Text to Speech Deep Learning Architectures

Small Intro. and Background

Recently, I started at Mozilla Research. I am really excited to be a part of a small but a great team working hard to solve important ML problems. And everything is open-sourced. We license things to make open-sourced. Oxymoron by the first sight, isn’t it. But I like it !!

Before my presence, our team already released the best known open-sourced STT (Speech to Text) implementation based on Tensorflow. The next step is to improve the current Baidu’s Deep Speech architecture and also implement a new TTS (Text to Speech) solution that complements the whole conversational AI agent. So after these two projects, anyone around the world will be able to create his own Alexa without any commercial attachment. Which is the real way to democratize AI, at least I believe it is.

Up until now, I worked on variety of data types and ML problems, except audio. Now it is time learn it. And the first thing to do is a comprehensive literature review (like a boss). Here I like to share the top notch DL architectures dealing with TTS (Text to Speech). I also invite you to our Github repository hosting PyTorch implementation of the first version implementation. (We switched to PyTorch for obvious reasons). It is a work in progress and please feel free to comment and contribute.

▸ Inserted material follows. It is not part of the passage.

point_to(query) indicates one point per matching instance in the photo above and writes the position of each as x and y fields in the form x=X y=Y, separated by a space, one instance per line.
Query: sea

Below I like to share my pinpoint summary of the well-known TTS papers which are by no means complete but useful to highlight important aspects of these papers. Let’s start.

Glossary

Prosody:https://en.wikipedia.org/wiki/Prosody_(linguistics)
Phonemes : units of sounds, we pronounce as we speak. Necessary since very similar words in letter might be pronounced very differently (e.g. “Rough” “Though”)
Vocoder: part of the system decoding from features to audio signals. Wave is used in Deep Voice at that stage.
Fundamental Frequency - F0: lowest frequency of a periodic waveform describing the pitch of the sound.
Autoregressive Model:Specifies a model depending linearly on its own outputs and on a parameter set which can be approximated.
Query, Key, Value:Key is used by attention module to compute attention weights. Value is the vector stipulated by the attention weights to compute the module output. Query vector is the hidden state of the decoder.
Grapheme: Cool way to say character.
Error Modes: Sub-optimal status for the attention block where it is not able to escape.
Monotonic Attention: Use only a limited scope of nodes close in time to the output step. It improves performance for TTS since there is a certain relation btw the output at time t and the input at time t. However, it is not that reasonable for translation problem since words orders might no be the same. https://arxiv.org/pdf/1704.00784.pdf
MOS: Mean Opinion Score. Crows-source the evaluation process with native speakers. It is not easy to measure, especially for a layman.
Context vector: Output of an attention module which summarizes multiple time-step output of the encoder.
Hann Window Function: https://en.wikipedia.org/wiki/Window_function#Hann_window
Teacher Forcing:Providing model’s expected output at time t as a input at time t+1. It is controlled ground-truth feedback as a teacher does to a student.
Casual convolution: Convolution which does not foresee the future units given the reference time step T which we like to predict next. In practice, it is implemented by setting right padding orientation to to normal convolution layers.

Deep Voice (25 Feb 2017)

Text to phonemes. Deterministically computed with a dictionary. Or Seq2Seq model to deal with the unseen words.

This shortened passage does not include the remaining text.